Kentucky Secretary of State Michael Adams (R) on Tuesday won the dismissal of a lawsuit filed by Amy McGrath, a Democratic Party Senate candidate, against the commonwealth’s absentee ballot system.
In a statement welcoming that dismissal, Adams characterized the McGrath campaign’s legal effort as a “last-minute” attempt “to game the electoral system” that would have resulted in “confusing and disenfranchising voters on a mass scale.”
“On April 24, Governor [Andy] Beshear and I reached a bipartisan agreement to expand voting options and ensure voting would be both safe and convenient for the June 23 election,” Adams said. “We negotiated this agreement two months before election day in order to provide clarity for election officials, candidates and voters.”
“However, on June 12, the McGrath campaign sued the Governor she has been on paid radio praising, and challenged the plan she has been on paid radio endorsing,” the secretary of state continued. “The McGrath campaign asked a federal judge to declare unconstitutional ‘the current system of absentee voting’ that Governor Beshear and I worked so hard in good faith to establish, so that we could protect Kentucky voters from the coronavirus.”
Adams also claimed that McGrath’s lawsuit, if successful, could have invalidated many already-cast absentee ballots.
“Most troubling is that the McGrath campaign took aim at the overall bipartisan agreement, seeking to have it declared unconstitutional, potentially invalidating the votes that hundreds of thousands of Kentucky voters already have cast safely from home,” the secretary of state said.
Filed on June 12 as a motion to intervene in an already extant federal lawsuit, McGrath cast her legal challenge as an effort to secure more polling locations and extend the absentee ballot deadline for the Bluegrass State’s upcoming primary election.

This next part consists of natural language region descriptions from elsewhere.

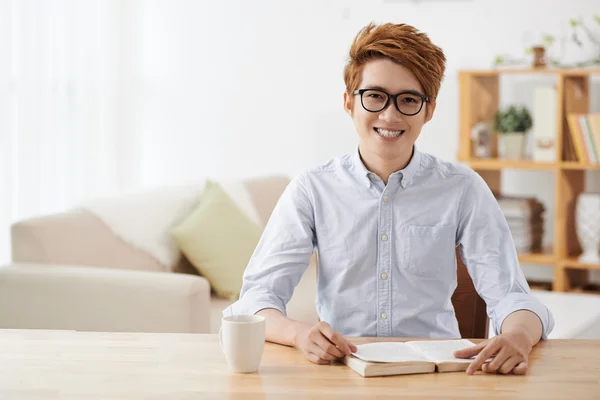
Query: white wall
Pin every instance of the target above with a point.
(241, 88)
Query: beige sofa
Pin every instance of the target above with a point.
(70, 271)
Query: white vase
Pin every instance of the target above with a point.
(588, 226)
(513, 145)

The original lawsuit similarly warned of “significant voter suppression” due to three county clerks–in Jefferson, Fayette and Kenton counties–opting to hold the election using a lone physical polling location. Jefferson County, for example, is using the Kentucky Exposition Center as its sole in-person polling site.
McGrath’s intervention put her at odds with both Adams, a Republican, and Beshear, the state’s Democratic governor, who agreed in April that all Kentuckians would be allowed to vote by mail and to push back the election date from May to June. The ultimate form of that agreement left the number of physical polling locations up to individual counties–pending approval from the state elections board–and set the absentee ballot-request deadline to June 15.

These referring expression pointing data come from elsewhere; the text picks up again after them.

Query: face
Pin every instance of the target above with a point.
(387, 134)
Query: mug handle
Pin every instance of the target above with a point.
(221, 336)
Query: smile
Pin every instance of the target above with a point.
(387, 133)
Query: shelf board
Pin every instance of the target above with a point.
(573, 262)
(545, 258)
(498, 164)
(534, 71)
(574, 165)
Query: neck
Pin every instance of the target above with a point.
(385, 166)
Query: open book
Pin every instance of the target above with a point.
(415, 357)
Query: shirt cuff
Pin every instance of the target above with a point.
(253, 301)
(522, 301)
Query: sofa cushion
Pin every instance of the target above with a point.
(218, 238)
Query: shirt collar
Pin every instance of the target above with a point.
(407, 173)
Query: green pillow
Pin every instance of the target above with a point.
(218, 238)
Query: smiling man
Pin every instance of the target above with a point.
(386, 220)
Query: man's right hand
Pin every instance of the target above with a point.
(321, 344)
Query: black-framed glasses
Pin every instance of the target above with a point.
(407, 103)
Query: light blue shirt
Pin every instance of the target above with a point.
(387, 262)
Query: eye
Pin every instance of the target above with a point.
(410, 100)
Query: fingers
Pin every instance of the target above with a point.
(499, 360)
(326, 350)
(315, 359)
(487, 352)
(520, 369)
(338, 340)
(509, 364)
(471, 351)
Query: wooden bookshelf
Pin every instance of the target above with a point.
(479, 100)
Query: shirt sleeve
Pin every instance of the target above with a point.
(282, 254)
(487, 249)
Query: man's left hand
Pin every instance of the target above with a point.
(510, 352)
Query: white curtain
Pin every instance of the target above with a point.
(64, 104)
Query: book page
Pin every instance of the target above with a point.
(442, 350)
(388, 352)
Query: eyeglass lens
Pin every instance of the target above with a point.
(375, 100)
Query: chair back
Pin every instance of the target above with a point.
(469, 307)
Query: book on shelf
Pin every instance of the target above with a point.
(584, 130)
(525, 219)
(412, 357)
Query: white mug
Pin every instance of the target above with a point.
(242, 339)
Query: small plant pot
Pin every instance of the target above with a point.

The campaign’s lawsuit sought to extend the absentee ballot request deadline to June 21. Adams said such an extension “would not allow time for ballots to be timely delivered to voters and then returned – thus confusing and disenfranchising voters on a mass scale.”
The secretary of state also rubbished McGrath’s efforts to have her campaign “complete ballot requests over the phone, just as Clerks are able to do” as a “conflict of interest” and “an invitation to election fraud.”

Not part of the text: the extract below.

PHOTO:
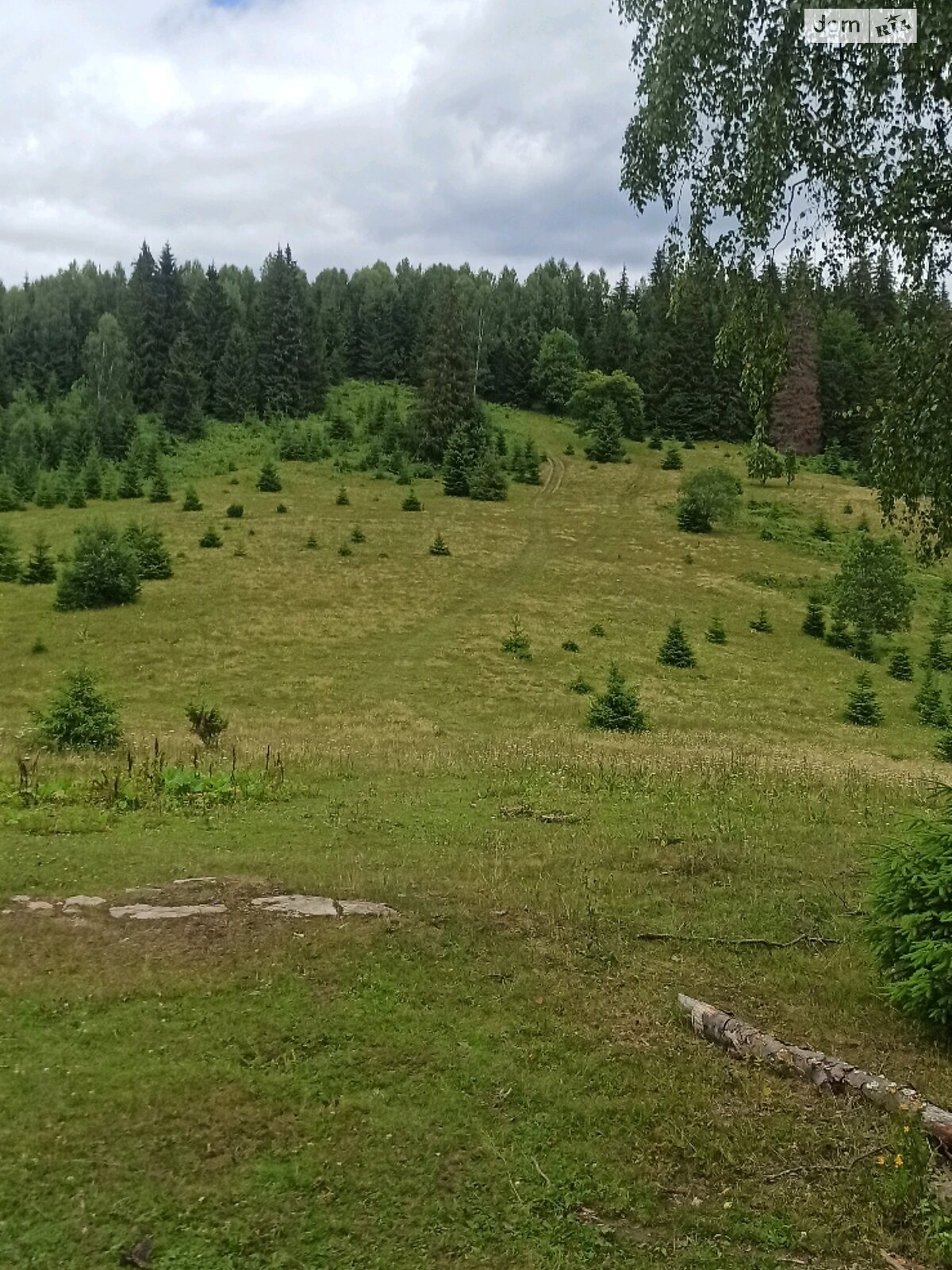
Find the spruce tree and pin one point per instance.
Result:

McGrath, a retired Marine fighter pilot, previously praised agreed-upon elections measures in statements and paid advertisements but attempted to join the lawsuit against it late last week. Her apparently shifting stance on the system earned her a significant amount of ire from Adams.
“Amy McGrath called the plan ‘a win for democracy,’ and even just recently the McGrath campaign aired a radio ad called ‘A Lot Easier’ that praised Governor Beshear for this plan,” the secretary of state noted. “I will always defend the sanctity of our elections, and I am glad to have stopped a hypocritical lawsuit that was a direct threat to this election.”
McGrath, who has been described as “centrist,” is facing two progressive challengers in the Democratic primary election: Kentucky State Rep. Charles Booker and retired Marine Mike Broihier, who is currently a teacher and farmer. The winner of that contest will go on to challenge Senate Majority Leader Mitch McConnell (R) in the November general election.
“Candidates should not attempt to game the electoral system to gain an advantage over their competitors, nor should they destabilize an already challenging election by trying to rig its rules mere days before it occurs,” the Adams statement concluded. “The McGrath campaign’s lawsuit was manifestly unfair to the Booker campaign, the Broihier campaign, and her other competitors, and repugnant to all Kentucky voters who want a fair election.”